Walking together and trusting each other
If you were asked: What is the first clue that a couple is united? You will probably respond by saying it is the language and bodily behavior between the two. We live and cultivate true love knowing that we are next to our partner. Always showing him that we are there, that we support him along the way.
Walking hand in hand is one of the most special gestures that exist. Holding hands is a simple gesture, but it is a symbol of permanence, contact and union. It represents the physical manifestation of walking together, venturing without losing one of our major points of reference.
It is normal to discuss and exchange ideas on which one does not necessarily have to agree. In fact, if that were the case, we would be dealing with an addiction and we would not be respecting each other. When you find yourself facing a moment of disagreement, don't allow it to escalate into anger. Putting aside grudges and negative attitudes will help you maintain a full and healthy relationship.
Welcoming the good in the other and expressing one's emotions
One of the aspects that distinguishes strong couples from others is that the latter recognize that the sum of the results of all the individual actions performed by both is always less than that of the actions they can do together.. They recognize that their partner makes their life better, that they have a number of hard-to-spot virtues, and that, in one way or another, their personalities complement each other perfectly.

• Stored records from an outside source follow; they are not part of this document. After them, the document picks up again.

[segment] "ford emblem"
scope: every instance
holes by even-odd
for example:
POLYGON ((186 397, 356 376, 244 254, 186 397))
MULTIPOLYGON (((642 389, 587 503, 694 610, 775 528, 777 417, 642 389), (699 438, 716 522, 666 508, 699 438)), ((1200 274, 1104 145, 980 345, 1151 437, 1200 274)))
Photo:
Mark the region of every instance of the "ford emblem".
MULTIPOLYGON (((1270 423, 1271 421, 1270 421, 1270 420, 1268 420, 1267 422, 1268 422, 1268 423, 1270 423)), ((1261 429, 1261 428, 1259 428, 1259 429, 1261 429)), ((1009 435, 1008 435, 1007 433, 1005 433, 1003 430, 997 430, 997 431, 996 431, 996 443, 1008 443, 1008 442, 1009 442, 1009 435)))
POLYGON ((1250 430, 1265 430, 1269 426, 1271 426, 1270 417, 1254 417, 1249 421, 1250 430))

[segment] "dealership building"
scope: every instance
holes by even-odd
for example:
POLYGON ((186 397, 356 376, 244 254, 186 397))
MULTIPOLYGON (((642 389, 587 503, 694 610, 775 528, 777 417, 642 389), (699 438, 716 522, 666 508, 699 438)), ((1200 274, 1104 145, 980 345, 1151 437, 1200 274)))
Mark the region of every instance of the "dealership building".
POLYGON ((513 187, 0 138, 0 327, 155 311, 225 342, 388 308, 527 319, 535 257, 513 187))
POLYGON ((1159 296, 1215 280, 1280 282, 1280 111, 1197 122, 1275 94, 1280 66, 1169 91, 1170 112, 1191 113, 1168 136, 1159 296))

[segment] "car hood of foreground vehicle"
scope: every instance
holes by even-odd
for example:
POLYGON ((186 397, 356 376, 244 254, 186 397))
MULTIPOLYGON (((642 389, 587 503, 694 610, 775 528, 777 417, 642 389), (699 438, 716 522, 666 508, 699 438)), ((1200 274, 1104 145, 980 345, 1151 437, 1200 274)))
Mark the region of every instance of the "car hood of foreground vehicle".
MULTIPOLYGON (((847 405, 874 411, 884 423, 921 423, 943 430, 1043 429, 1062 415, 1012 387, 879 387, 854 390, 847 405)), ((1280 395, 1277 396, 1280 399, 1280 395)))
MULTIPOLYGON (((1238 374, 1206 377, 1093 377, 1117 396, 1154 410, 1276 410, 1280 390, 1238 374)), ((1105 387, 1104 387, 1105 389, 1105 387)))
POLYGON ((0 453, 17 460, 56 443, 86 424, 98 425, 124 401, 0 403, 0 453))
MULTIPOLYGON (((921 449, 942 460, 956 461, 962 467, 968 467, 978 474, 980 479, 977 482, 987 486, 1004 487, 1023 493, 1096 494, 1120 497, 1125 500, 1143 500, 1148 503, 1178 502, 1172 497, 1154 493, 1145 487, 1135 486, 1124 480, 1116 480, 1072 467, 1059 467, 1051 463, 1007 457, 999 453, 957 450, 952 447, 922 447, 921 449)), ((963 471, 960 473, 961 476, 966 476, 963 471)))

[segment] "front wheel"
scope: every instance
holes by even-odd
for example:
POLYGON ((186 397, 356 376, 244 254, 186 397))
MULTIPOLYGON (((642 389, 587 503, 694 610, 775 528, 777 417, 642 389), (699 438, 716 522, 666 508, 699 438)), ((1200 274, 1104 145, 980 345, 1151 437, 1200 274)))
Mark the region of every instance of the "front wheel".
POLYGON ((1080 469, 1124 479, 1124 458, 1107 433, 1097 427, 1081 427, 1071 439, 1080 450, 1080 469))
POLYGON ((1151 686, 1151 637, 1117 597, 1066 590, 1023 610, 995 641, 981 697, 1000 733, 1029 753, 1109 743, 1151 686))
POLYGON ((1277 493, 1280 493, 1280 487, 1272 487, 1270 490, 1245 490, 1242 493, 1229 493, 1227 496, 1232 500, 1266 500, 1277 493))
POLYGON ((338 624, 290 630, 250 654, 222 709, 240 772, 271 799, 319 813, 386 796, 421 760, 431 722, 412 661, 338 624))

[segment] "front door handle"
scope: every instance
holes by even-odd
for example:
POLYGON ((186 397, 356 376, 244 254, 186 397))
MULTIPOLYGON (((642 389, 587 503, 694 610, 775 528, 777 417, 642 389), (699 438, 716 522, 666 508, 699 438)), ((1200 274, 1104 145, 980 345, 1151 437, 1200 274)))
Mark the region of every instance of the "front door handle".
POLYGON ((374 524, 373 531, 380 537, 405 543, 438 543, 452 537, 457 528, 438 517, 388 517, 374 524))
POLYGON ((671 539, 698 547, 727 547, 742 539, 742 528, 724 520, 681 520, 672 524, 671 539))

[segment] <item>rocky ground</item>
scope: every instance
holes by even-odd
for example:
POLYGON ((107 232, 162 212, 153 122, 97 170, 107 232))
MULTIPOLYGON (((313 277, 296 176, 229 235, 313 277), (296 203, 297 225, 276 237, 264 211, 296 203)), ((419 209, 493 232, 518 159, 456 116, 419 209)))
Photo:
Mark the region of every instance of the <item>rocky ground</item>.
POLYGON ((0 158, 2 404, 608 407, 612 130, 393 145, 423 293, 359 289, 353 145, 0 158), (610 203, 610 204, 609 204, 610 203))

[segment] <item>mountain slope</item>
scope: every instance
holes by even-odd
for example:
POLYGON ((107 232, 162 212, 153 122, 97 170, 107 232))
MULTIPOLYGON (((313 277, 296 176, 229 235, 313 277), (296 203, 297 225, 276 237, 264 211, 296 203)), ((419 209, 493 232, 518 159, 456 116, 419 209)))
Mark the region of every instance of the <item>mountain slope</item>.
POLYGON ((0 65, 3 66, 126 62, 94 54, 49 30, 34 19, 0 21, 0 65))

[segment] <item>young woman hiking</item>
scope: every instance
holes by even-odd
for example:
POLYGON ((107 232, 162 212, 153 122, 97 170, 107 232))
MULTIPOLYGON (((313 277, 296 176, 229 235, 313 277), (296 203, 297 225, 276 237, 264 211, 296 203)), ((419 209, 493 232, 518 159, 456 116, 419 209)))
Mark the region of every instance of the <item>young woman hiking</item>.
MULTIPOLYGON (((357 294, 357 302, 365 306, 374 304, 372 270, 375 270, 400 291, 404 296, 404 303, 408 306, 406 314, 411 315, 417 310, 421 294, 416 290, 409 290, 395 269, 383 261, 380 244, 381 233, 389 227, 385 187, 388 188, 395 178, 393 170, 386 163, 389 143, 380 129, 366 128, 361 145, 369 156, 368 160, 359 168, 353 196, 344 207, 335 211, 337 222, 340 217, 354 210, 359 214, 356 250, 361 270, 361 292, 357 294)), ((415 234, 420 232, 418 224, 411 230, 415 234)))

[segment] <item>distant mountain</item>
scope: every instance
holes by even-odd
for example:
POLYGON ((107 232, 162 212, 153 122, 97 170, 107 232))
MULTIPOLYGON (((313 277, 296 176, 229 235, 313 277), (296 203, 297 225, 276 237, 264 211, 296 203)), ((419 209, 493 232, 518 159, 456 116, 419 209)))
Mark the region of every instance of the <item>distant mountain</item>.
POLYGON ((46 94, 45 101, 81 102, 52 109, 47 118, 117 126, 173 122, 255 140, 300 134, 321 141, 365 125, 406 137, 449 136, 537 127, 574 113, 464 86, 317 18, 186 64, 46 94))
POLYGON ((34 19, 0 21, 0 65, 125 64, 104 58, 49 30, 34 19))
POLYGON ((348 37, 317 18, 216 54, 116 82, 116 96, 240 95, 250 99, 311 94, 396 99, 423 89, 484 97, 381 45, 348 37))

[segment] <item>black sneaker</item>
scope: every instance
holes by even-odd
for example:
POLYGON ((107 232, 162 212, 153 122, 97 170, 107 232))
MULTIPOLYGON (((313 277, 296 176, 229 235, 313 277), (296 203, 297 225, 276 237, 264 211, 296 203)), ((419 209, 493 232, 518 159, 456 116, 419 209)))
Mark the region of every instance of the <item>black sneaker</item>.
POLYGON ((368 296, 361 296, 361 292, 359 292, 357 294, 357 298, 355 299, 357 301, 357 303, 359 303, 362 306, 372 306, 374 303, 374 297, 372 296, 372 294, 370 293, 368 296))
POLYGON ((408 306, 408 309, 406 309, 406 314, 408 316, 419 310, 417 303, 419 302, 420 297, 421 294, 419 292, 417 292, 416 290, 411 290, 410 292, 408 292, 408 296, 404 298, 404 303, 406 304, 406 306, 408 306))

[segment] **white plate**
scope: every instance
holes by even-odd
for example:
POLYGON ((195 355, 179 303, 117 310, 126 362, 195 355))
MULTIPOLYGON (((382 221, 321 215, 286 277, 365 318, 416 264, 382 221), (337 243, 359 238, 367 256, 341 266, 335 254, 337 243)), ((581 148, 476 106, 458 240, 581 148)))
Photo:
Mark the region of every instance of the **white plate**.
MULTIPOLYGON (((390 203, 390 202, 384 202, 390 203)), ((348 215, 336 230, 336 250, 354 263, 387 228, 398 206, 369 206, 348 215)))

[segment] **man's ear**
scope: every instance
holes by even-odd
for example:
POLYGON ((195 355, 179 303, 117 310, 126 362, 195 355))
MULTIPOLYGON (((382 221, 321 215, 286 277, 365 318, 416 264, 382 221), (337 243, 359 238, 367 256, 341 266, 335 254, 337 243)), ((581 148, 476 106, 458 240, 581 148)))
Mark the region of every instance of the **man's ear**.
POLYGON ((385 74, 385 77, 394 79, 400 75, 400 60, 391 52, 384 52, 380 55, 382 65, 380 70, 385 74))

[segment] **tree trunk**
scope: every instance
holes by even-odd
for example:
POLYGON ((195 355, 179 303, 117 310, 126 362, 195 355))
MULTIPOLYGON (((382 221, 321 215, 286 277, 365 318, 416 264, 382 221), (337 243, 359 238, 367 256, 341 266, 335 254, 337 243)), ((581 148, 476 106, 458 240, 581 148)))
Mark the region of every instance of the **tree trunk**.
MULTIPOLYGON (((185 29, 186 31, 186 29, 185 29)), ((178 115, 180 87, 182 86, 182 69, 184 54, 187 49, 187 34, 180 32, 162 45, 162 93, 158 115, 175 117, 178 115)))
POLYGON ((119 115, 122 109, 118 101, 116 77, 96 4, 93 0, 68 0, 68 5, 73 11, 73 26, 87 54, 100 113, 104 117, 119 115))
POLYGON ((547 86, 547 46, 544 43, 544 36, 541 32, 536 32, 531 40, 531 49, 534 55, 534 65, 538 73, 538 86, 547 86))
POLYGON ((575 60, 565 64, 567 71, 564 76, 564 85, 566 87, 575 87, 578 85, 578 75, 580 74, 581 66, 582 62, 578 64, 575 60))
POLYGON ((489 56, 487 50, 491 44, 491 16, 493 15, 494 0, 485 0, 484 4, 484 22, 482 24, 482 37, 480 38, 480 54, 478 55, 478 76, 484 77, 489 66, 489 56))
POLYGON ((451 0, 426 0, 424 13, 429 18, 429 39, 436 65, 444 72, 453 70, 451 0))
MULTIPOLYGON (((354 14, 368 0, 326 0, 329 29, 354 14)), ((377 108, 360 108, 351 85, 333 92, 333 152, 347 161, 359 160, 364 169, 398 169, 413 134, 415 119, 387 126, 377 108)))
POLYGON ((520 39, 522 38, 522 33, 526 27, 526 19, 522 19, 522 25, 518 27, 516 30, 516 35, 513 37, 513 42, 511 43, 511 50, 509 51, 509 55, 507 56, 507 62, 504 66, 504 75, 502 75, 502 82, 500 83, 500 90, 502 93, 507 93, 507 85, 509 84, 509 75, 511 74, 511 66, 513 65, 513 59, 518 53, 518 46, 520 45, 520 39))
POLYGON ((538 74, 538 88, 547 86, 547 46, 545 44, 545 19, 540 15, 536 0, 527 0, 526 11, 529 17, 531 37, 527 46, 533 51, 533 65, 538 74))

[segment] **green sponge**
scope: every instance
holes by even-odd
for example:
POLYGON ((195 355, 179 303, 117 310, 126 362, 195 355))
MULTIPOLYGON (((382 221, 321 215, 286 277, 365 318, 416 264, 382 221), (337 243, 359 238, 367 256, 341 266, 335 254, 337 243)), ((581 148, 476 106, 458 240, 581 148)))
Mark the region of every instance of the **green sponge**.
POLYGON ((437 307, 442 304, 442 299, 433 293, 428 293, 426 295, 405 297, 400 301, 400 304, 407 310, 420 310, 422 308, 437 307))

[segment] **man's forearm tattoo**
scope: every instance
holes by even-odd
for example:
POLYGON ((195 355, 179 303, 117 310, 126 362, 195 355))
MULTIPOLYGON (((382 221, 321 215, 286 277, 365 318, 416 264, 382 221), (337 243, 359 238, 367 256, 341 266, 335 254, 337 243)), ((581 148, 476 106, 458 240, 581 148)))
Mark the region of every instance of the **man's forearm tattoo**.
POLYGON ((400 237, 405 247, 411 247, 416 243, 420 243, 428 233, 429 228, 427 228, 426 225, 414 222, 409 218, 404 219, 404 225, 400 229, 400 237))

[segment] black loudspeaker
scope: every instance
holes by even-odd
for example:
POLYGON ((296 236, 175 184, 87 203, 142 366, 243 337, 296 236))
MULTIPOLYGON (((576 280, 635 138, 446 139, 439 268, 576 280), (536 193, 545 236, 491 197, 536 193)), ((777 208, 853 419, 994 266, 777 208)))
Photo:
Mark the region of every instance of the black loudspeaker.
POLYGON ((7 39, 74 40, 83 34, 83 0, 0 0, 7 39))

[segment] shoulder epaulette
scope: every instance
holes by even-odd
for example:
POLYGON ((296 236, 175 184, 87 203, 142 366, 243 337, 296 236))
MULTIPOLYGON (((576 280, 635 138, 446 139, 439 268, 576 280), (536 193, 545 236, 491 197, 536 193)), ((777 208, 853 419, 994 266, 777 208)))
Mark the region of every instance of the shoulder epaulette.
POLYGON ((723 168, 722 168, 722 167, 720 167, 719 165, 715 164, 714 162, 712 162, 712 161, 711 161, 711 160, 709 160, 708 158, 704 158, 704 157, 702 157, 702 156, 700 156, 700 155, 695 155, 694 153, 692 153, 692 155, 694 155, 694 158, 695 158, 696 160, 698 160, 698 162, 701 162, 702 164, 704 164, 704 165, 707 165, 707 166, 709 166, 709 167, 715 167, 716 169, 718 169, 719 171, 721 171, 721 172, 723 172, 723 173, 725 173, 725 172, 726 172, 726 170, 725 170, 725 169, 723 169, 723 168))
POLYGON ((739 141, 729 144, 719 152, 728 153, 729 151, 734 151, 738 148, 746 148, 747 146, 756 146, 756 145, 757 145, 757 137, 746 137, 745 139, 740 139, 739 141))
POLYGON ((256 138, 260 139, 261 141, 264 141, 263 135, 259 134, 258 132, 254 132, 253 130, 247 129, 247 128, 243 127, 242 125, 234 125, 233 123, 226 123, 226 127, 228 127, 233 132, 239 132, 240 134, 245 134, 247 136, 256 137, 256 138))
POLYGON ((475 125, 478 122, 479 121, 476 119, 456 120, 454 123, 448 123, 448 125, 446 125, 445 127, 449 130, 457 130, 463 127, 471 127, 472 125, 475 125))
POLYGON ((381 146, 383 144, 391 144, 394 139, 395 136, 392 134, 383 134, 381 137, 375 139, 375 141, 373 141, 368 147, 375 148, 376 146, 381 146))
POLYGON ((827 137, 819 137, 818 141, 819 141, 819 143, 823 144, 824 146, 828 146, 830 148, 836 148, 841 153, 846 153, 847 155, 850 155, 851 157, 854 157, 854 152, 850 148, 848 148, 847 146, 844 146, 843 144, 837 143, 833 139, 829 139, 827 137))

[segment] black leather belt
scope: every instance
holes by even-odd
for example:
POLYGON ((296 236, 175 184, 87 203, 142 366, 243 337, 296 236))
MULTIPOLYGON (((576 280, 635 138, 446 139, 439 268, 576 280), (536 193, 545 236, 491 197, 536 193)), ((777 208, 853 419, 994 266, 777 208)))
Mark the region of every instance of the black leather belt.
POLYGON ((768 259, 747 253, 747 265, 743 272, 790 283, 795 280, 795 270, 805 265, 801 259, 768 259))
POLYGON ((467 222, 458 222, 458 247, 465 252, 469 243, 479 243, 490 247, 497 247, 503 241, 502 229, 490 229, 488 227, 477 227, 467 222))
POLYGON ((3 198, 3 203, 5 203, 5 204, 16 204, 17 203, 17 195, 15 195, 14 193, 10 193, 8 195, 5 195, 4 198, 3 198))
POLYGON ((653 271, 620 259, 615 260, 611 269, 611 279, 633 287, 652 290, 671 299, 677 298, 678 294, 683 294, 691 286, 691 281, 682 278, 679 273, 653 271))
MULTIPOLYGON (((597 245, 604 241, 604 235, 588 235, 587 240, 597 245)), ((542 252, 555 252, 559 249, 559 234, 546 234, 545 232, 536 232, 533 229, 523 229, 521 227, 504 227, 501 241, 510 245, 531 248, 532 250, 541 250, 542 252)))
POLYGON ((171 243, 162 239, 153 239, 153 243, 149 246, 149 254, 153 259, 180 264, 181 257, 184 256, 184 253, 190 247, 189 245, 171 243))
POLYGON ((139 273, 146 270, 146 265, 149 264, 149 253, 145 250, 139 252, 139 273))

These are not thoughts that you keep to yourself, but they share them with your partner in a natural way.
Goulston argues that happy couples "emphasize the positives". In other words, it is as if love mentally cuts their attention in two, so they focus more on the actions of their partner that are good for the couple, rather than those that can be annoying.
It is a division that, to a fair degree, acts as a resistance against negative or catastrophic thoughts in times of crisis. In a way, the fact that love, simply existing, helps them in a natural way to tend towards the positive, makes the "motivation-growth" circle that is created within the couple very difficult to break. In this way, the negative moments do not degenerate, while the positive ones become a real dynamic.
This means that, when we are in love, it is easier for us to understand that the little daily arguments are far below what really matters; that when our partner sets a goal, we will be there to fight with him and that, when he seeks us, we will be there.
"I'm leaving. You go away. But stay in my heart. Forever".